I told Joe about it and sat with him for a bit in sympathetic silence, let him hold me, let the tears fall now unrestrained, slow and rolling. I told him about how I try to imagine what Joseph would look like now...I superimpose the maturing bone structure of Nick's face onto the memory of Joseph's "brink of puberty" softness. I try to see the Adams apple, the soft, shy smile on the face of a man instead of a boy, the familiar voice now deepened and mellowed. I try to imagine what our relationship would be like now, whether we'd laugh and tease, whether he'd now be living so far away I would hardly see him. Once again I face that gossamer veil.... hazy, dreamlike, fleeting, beyond which are only shadows of Might-Have-Been. Gently, reverently I let myself turn away. I no longer try to hold it. Time has taught me I cannot and the crazed inner sense of loss and anger serves nobody, least of all me, least of all his memory, least of all my work as a nurse.

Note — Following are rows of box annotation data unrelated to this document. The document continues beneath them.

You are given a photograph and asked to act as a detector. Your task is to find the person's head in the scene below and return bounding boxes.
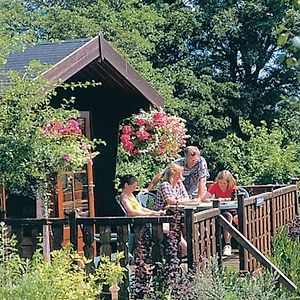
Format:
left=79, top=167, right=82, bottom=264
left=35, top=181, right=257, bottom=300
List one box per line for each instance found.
left=216, top=170, right=236, bottom=190
left=164, top=163, right=183, bottom=182
left=119, top=174, right=138, bottom=192
left=184, top=146, right=200, bottom=167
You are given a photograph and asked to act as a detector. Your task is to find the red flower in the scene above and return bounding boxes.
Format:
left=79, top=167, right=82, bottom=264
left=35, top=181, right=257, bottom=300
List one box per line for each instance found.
left=135, top=119, right=148, bottom=126
left=136, top=130, right=149, bottom=141
left=122, top=125, right=132, bottom=135
left=120, top=110, right=188, bottom=157
left=123, top=141, right=134, bottom=152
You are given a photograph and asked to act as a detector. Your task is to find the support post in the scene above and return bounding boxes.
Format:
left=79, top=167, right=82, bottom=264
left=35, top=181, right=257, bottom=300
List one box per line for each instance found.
left=213, top=199, right=222, bottom=266
left=238, top=194, right=248, bottom=272
left=184, top=207, right=199, bottom=270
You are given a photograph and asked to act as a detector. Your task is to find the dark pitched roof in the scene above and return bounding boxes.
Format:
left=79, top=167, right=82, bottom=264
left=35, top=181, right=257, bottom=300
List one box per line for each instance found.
left=3, top=34, right=164, bottom=107
left=2, top=39, right=89, bottom=72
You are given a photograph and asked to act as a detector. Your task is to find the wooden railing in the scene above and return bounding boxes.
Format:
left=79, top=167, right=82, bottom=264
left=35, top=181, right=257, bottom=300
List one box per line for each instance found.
left=238, top=185, right=298, bottom=272
left=3, top=185, right=298, bottom=299
left=184, top=201, right=222, bottom=269
left=2, top=214, right=172, bottom=299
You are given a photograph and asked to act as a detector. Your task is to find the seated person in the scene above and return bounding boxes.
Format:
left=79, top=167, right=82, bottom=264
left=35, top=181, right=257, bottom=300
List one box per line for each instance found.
left=155, top=163, right=199, bottom=256
left=120, top=175, right=165, bottom=217
left=203, top=170, right=238, bottom=256
left=147, top=146, right=209, bottom=199
left=155, top=163, right=199, bottom=210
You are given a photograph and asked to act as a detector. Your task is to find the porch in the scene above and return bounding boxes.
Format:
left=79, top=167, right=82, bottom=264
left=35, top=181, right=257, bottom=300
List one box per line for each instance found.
left=2, top=183, right=299, bottom=299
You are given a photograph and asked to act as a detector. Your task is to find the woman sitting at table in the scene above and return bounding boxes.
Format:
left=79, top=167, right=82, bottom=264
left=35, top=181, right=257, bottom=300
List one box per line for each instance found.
left=202, top=170, right=238, bottom=256
left=155, top=163, right=199, bottom=256
left=155, top=163, right=199, bottom=210
left=120, top=175, right=187, bottom=256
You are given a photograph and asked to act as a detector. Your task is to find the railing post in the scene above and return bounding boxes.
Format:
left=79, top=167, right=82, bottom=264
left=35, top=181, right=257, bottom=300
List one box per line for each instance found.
left=184, top=207, right=199, bottom=270
left=213, top=199, right=222, bottom=266
left=52, top=222, right=64, bottom=250
left=69, top=211, right=78, bottom=251
left=82, top=224, right=94, bottom=272
left=270, top=187, right=276, bottom=237
left=238, top=194, right=248, bottom=271
left=291, top=178, right=299, bottom=216
left=117, top=225, right=130, bottom=299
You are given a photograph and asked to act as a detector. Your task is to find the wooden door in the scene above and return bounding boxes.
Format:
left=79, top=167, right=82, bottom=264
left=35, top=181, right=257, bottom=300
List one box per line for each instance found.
left=55, top=111, right=95, bottom=251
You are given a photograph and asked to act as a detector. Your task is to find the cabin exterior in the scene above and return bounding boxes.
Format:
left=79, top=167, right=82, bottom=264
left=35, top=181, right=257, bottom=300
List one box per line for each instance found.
left=4, top=34, right=163, bottom=217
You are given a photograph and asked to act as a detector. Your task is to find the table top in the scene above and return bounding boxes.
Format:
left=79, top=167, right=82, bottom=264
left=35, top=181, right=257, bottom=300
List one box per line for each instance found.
left=172, top=199, right=238, bottom=210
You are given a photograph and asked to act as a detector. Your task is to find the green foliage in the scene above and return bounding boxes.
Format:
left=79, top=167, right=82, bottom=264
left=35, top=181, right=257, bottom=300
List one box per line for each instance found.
left=96, top=252, right=127, bottom=286
left=0, top=223, right=100, bottom=300
left=0, top=63, right=102, bottom=192
left=270, top=225, right=300, bottom=299
left=179, top=263, right=290, bottom=300
left=205, top=122, right=300, bottom=184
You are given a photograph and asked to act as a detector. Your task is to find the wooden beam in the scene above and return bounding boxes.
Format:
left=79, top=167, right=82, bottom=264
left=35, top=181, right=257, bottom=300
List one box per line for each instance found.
left=219, top=215, right=297, bottom=292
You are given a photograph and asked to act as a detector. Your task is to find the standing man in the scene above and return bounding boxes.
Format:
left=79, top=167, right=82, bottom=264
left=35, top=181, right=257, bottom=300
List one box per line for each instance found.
left=148, top=146, right=209, bottom=200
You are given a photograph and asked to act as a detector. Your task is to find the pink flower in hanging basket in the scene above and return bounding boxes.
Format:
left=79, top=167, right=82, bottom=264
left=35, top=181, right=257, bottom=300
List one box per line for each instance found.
left=120, top=110, right=188, bottom=157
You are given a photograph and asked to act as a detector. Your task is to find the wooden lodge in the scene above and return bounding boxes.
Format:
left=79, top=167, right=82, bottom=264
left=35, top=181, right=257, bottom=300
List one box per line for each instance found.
left=2, top=34, right=163, bottom=217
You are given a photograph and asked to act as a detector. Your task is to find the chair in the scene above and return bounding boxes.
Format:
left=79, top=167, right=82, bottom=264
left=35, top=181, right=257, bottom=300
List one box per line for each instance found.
left=136, top=191, right=156, bottom=209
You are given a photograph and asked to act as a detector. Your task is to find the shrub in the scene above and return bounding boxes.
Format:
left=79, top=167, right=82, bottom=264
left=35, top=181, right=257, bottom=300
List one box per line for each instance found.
left=0, top=223, right=124, bottom=300
left=271, top=219, right=300, bottom=299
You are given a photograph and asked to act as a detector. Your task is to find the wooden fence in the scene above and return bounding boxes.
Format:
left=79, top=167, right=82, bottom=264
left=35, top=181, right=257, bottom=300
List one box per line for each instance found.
left=3, top=185, right=298, bottom=299
left=238, top=185, right=298, bottom=272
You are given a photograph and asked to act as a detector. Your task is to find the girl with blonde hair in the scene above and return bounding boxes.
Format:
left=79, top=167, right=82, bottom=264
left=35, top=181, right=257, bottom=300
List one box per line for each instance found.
left=204, top=170, right=238, bottom=256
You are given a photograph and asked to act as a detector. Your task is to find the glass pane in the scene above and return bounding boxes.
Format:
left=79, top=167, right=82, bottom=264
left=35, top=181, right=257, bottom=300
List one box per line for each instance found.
left=62, top=169, right=90, bottom=217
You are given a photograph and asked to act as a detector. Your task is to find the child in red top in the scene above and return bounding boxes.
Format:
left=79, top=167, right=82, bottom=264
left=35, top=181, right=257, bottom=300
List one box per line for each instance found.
left=202, top=170, right=237, bottom=255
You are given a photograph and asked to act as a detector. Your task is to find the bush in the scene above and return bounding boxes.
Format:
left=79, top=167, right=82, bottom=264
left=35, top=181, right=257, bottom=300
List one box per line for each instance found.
left=179, top=263, right=289, bottom=300
left=271, top=219, right=300, bottom=299
left=0, top=223, right=123, bottom=300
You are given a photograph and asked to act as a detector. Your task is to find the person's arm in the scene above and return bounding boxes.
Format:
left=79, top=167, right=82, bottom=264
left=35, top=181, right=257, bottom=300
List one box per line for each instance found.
left=197, top=177, right=206, bottom=200
left=142, top=207, right=165, bottom=216
left=201, top=192, right=213, bottom=202
left=163, top=182, right=193, bottom=205
left=120, top=195, right=145, bottom=217
left=147, top=172, right=163, bottom=191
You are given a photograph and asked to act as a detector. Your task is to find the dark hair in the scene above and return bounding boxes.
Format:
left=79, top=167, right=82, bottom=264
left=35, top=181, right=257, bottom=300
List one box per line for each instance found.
left=119, top=174, right=138, bottom=189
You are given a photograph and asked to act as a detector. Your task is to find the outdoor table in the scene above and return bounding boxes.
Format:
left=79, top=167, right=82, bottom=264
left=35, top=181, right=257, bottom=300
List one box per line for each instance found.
left=170, top=199, right=238, bottom=211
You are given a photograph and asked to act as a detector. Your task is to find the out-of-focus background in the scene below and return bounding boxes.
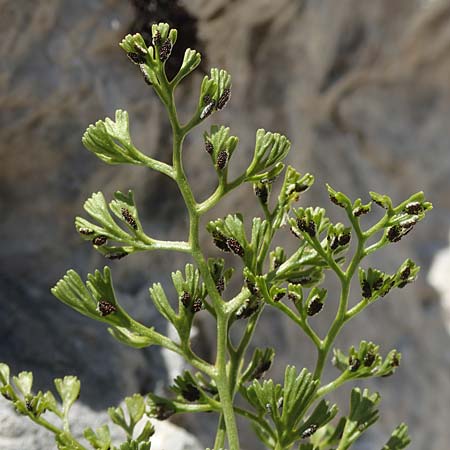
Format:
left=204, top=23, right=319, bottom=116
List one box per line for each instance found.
left=0, top=0, right=450, bottom=450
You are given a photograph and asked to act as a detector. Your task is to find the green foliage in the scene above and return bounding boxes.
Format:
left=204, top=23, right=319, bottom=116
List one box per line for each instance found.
left=0, top=23, right=432, bottom=450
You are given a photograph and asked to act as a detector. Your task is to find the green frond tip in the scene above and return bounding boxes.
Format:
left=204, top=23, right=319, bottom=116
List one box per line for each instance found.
left=13, top=372, right=33, bottom=397
left=54, top=375, right=81, bottom=413
left=52, top=267, right=159, bottom=348
left=83, top=425, right=111, bottom=450
left=339, top=388, right=381, bottom=450
left=81, top=109, right=143, bottom=165
left=196, top=68, right=231, bottom=120
left=108, top=326, right=156, bottom=348
left=245, top=129, right=291, bottom=181
left=55, top=431, right=86, bottom=450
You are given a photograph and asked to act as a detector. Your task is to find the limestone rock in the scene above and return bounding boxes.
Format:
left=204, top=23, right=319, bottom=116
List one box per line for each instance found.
left=0, top=0, right=450, bottom=450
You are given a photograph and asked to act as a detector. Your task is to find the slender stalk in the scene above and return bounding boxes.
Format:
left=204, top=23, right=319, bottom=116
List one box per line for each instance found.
left=214, top=414, right=227, bottom=450
left=161, top=73, right=240, bottom=450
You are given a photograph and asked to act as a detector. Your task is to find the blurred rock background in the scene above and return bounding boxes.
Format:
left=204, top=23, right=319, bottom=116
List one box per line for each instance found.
left=0, top=0, right=450, bottom=450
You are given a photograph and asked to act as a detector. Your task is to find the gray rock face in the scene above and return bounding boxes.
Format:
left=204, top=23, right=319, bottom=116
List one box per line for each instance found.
left=0, top=0, right=450, bottom=450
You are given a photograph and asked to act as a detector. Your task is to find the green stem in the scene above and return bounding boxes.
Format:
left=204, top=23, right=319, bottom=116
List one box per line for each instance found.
left=214, top=414, right=227, bottom=450
left=161, top=73, right=240, bottom=450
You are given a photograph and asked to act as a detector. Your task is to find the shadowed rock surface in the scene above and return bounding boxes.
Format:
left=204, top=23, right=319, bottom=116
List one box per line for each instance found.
left=0, top=0, right=450, bottom=450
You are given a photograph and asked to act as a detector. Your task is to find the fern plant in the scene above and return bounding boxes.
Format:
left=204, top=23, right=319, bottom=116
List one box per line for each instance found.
left=0, top=23, right=431, bottom=450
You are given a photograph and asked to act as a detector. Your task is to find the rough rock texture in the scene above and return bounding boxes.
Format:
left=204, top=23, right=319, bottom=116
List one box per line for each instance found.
left=0, top=0, right=450, bottom=450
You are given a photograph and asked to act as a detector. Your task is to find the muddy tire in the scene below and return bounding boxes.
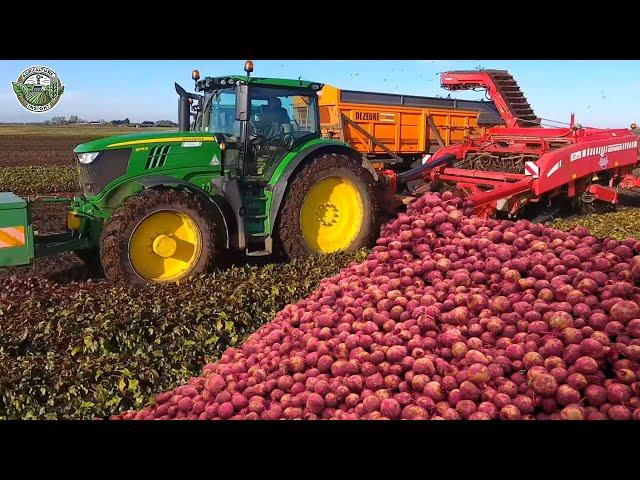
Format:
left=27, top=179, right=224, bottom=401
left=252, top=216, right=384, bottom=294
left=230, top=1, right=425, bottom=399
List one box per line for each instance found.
left=100, top=189, right=217, bottom=284
left=276, top=153, right=380, bottom=259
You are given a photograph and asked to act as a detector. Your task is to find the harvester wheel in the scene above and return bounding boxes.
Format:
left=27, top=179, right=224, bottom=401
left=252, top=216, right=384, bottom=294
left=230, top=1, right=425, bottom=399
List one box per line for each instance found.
left=100, top=190, right=217, bottom=283
left=277, top=153, right=380, bottom=258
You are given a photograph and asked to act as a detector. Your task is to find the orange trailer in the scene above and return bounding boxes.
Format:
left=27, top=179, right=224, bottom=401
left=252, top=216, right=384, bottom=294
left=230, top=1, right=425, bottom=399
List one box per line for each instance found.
left=318, top=84, right=504, bottom=169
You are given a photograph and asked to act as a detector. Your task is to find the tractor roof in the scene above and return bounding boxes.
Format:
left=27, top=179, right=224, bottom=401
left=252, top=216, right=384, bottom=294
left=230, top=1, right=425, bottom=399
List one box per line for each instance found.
left=196, top=75, right=323, bottom=90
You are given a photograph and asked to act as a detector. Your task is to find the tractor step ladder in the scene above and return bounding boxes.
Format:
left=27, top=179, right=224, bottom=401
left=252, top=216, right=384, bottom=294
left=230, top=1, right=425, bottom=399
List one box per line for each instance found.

Frantic has, at long last, left me. I accept the sorrow. It is part of me now, but thankfully not all of me. This acceptance has its own price. I slept so hard last night.
Sometimes I miss the clarity the burning heat of my fury gave me the first four years after he died, that roaring, defiant anger against illness and premature death that propelled me into school and drove me toward the life I have now built. Finding purpose seems hard and juggling, with ideas and goals tumbling over and around me but never fully into my palm. I achieved what I set out to do and am looking hard for the next thing to come. I have tried to go to new jobs and to transfer specialties and have come very close more than once, but somehow things happen, situations fall apart or take a strange turn and I wind up continuing on where I have been planted. The relief I feel at not being catapulted into the unknown wars against the desire to figure out if I am REALLY happy or just think I am happy, to get the answer of whether or not there is more happy to be had outside of my current environment. Just typing that out tells me what a foolish pursuit it is. If I have another purpose coming it will be revealed to me. But happy is as happy does. There is the same amount of happy pretty much anywhere I go. I know this deep inside. I think I have just kind of forgotten it. Maybe I am being given a respite from my insane inner drive and respite is the meaning right now. Maybe I am just too silly to see that.